Courtesy Coastline ProduceA pack and harvest crew works a broccoli field March 19 for Coastline Produce in Salinas, Calif.As vegetables started the spring transition out of desert growing regions, a modest bump in broccoli and cauliflower prices was expected. But overlapping production areas will keep volumes high on most items through March and into early April.
As Yuma, Ariz., and California’s Coachella and Imperial valleys winded down, some production was already underway by mid-March in Huron, Santa Maria and Salinas.
Ocean Mist Farms, Castroville, Calif., started in Huron March 17 on romaine hearts and leaf lettuce and March 19 on iceberg lettuce, about a week ahead of schedule.
“We began harvesting broccoli, cauliflower and spinach in Salinas March 17, and we’re going through the end of the month with those in Coachella,” said Art Barrientos, vice president of harvesting for Ocean Mist. “There’s plenty of overlap. Everybody’s in the same boat.”
But broccoli may be lighter than normal in the first two weeks of April. “Salinas is just so early that you’re going to see that gap, especially then,” Barrientos said.
By mid-March, Coastline Produce was already producing all of its broccoli and cauliflower in the Salinas Valley.
“Broccoli and cauliflower both came to a quick end in the desert,” Mark McBride, salesman at Salinas-based Coastline, said March 18. “It’s been warm for an awfully long time and that encourages rapid plant growth. The fields came on quickly and left a light spot.
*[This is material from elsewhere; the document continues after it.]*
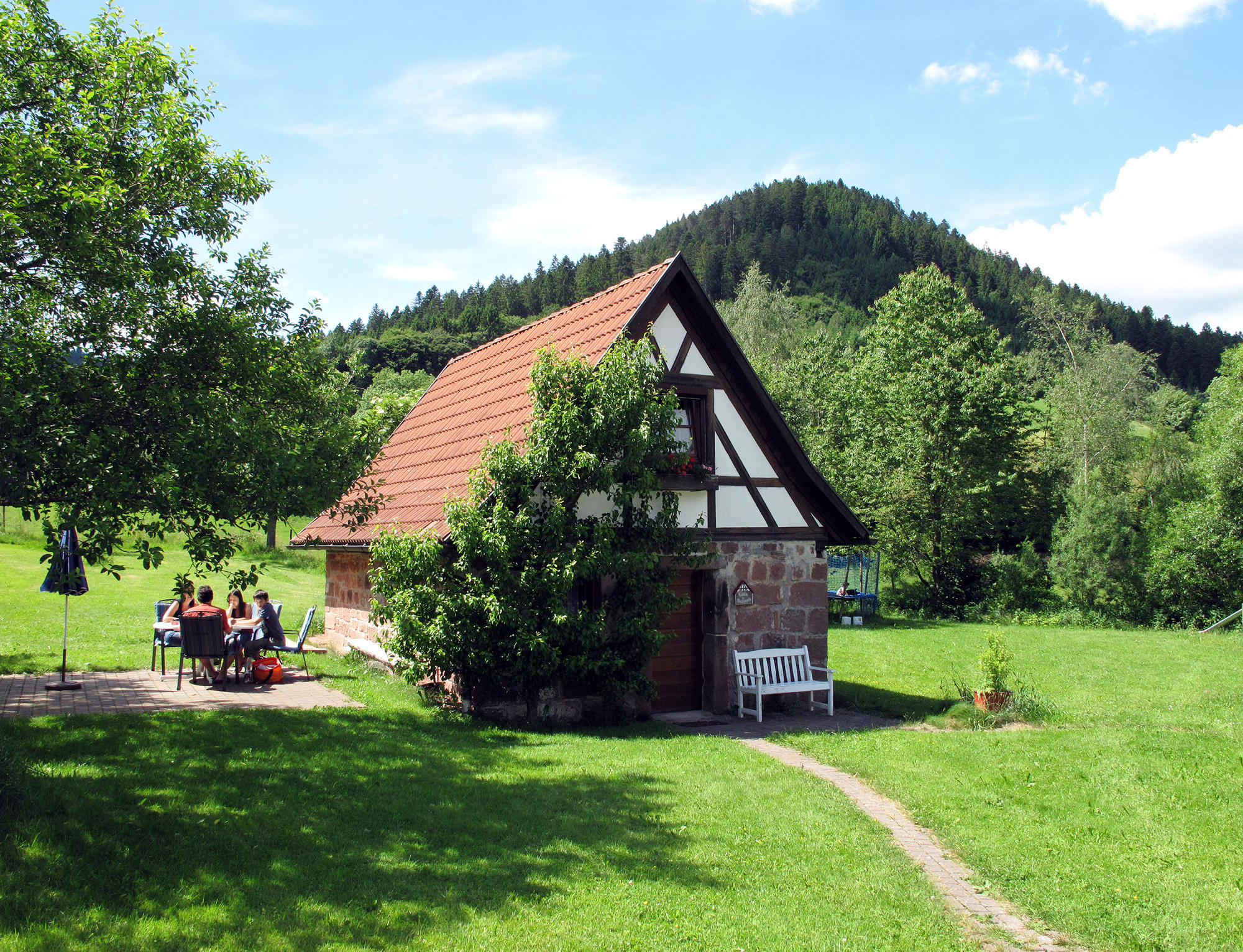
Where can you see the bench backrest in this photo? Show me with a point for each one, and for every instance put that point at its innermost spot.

Those markets have perked up, both are $11 to $14.” He expects light broccoli supplies now to the first week of April.
Broccoli in 20 pounds of crown cut shipped from Santa Maria for $10 to $13 on March 17, according to the U.S. Department of Agriculture, and up to $14.61 out of Salinas. Year-ago prices out of Santa Maria were $6.65 to $7.50; Salinas was $7 to $7.50.
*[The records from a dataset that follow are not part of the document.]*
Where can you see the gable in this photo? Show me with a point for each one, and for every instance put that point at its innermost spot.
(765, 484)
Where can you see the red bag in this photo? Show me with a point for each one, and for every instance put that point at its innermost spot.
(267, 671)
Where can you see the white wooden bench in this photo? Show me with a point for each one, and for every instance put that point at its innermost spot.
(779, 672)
Coastline Produce ended Imperial Valley celery in the second week of March, now packing in Oxnard. Other Imperial items will run to about April 1, as will iceberg lettuce out of Yuma. McBride expected another week of desert romaine and leaf lettuce, with Salinas starting close to April 1.
In Santa Maria, Pacific International Marketing planned to start iceberg lettuce March 21, said Henry Dill, sales manager.
“The biggest adjustment has been that the weather is so mild a lot of the products we have in Santa Maria are 10 to 12 days ahead of the planned start,” Dill said. That includes leaf lettuce, spinach and romaine hearts, which began March 5.
“In a poor market situation, that’s made for a tough start,” he said. “It’s been a challenge having the desert product still coming on and trying to get started in Santa Maria.”
Pacific International grows broccoli and cauliflower year-round in Santa Maria. Dill reports good quality on vegetables grown there.
Compared to about 30 frost days last year in Yuma, he said, there were just a few this year. “These winters were two extremes,” he said.